Panyabungan, StartNews – Puluhan warga Desa Kubangan Tompek dan Desa Pandan Sari, Kecamatan Batahan, Kabupaten Mandailing Natal (Madina), menggelar aksi damai di Gedung DPRD dan Kantor Bupati Madina untuk menuntut keadilan atas pengambil-alihan kebun sawit pribadi mereka menjadi lahan plasma, Selasa (4/8/2026).
Massa aksi mendatangi Gedung DPRD Madina untuk menyampaikan keluh kesah kepada Komisi II terkait persoalan kebun sawit pribadi yang tak kunjung selesai.
Sebanyak 45 pemilik kebun menyatakan lahan kelapa sawit yang selama ini mereka kelola, tanami, rawat, dan panen secara mandiri untuk memenuhi kebutuhan keluarga, secara sepihak diklaim oleh Koperasi Telaga Tujuh sebagai lahan plasma desa.

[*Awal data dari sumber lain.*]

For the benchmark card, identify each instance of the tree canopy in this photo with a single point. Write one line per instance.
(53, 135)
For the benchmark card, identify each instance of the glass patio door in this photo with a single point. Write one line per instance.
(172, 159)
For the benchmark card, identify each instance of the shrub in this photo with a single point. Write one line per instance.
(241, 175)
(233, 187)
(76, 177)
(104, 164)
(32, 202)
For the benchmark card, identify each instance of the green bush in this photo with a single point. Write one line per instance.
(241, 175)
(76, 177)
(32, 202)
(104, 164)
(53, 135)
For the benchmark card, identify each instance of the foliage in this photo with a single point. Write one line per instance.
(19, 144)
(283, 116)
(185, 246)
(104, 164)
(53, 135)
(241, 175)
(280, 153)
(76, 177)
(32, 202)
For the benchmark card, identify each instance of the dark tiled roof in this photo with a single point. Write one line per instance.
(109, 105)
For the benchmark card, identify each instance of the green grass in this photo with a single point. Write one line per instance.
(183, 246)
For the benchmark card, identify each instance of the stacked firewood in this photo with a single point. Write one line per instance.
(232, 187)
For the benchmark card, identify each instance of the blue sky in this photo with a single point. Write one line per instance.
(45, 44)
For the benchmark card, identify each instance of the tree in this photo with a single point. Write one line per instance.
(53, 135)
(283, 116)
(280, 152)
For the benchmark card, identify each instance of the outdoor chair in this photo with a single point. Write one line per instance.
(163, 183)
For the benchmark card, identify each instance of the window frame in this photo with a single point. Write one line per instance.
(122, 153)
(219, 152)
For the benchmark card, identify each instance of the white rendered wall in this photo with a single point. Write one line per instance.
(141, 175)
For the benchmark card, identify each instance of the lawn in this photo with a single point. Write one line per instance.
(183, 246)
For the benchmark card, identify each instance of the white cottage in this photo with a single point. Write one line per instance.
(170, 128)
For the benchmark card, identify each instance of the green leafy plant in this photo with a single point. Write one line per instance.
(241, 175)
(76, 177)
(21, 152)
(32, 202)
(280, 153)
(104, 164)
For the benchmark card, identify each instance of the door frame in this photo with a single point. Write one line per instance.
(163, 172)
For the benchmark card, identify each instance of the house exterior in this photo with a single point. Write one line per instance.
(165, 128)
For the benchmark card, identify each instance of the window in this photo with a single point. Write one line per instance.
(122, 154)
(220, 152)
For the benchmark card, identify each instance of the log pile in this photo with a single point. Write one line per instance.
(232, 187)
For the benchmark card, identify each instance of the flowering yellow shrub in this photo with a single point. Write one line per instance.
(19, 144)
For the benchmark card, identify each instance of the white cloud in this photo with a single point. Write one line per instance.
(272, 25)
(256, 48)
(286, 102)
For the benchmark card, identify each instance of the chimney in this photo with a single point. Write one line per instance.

Warga menilai penetapan status tersebut dilakukan sepihak oleh pihak koperasi untuk menutupi kekurangan alokasi lahan mereka. Hal ini dinilai merugikan para petani lokal yang menggantungkan hidupnya dari hasil panen kebun sawit pribadi tersebut.
“Pihak Koperasi Telaga Tujuh menjadikan lahan kami menjadi lahan plasma karena kekurangan lahan mereka,” ungkap Rusdan, warga Desa Kubangan Tompek, saat menyampaikan aspirasinya.

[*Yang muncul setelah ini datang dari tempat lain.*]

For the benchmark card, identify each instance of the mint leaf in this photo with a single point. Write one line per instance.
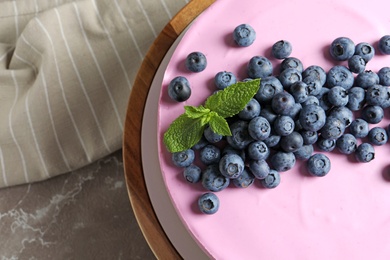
(219, 125)
(183, 133)
(232, 99)
(196, 112)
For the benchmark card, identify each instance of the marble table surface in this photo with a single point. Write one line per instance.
(85, 214)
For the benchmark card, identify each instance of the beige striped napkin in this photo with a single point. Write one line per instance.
(66, 72)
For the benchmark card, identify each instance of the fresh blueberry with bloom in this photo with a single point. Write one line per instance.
(196, 61)
(272, 180)
(291, 142)
(312, 117)
(213, 180)
(231, 165)
(377, 136)
(259, 67)
(208, 203)
(179, 89)
(251, 110)
(340, 75)
(342, 48)
(269, 87)
(210, 154)
(192, 173)
(245, 180)
(259, 128)
(184, 158)
(384, 76)
(372, 114)
(244, 35)
(356, 64)
(224, 79)
(258, 150)
(291, 63)
(384, 44)
(365, 153)
(366, 79)
(318, 165)
(283, 161)
(359, 128)
(365, 50)
(316, 72)
(281, 49)
(259, 168)
(347, 143)
(304, 152)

Di hadapan Komisi II DPRD dan Asisten I Pemkab Madina, warga menyampaikan empat tuntutan. Mereka mendesak instansi terkait segera mencari solusi atas ancaman penyitaan lahan warga.
Pemerintah juga diminta memeriksa kebenaran klaim kekurangan lahan Koperasi Telaga Tujuh, memverifikasi serta mempublikasikan luas dan kepemilikan lahan plasma secara terbuka, dan mendesak koperasi untuk transparan mengenai laporan keuangan operasional maupun hasil perkebunan.
Menanggapi tuntutan massa, pihak DPRD Madina bersama pemerintah daerah berjanji akan berkoordinasi dengan instansi teknis dan pimpinan dewan guna menindaklanjuti permasalahan ini.
Pemkab Madina juga berkomitmen mengawal aspirasi warga serta mendorong penyelesaian sengketa lahan ini secara objektif dan transparan sesuai perundang-undangan.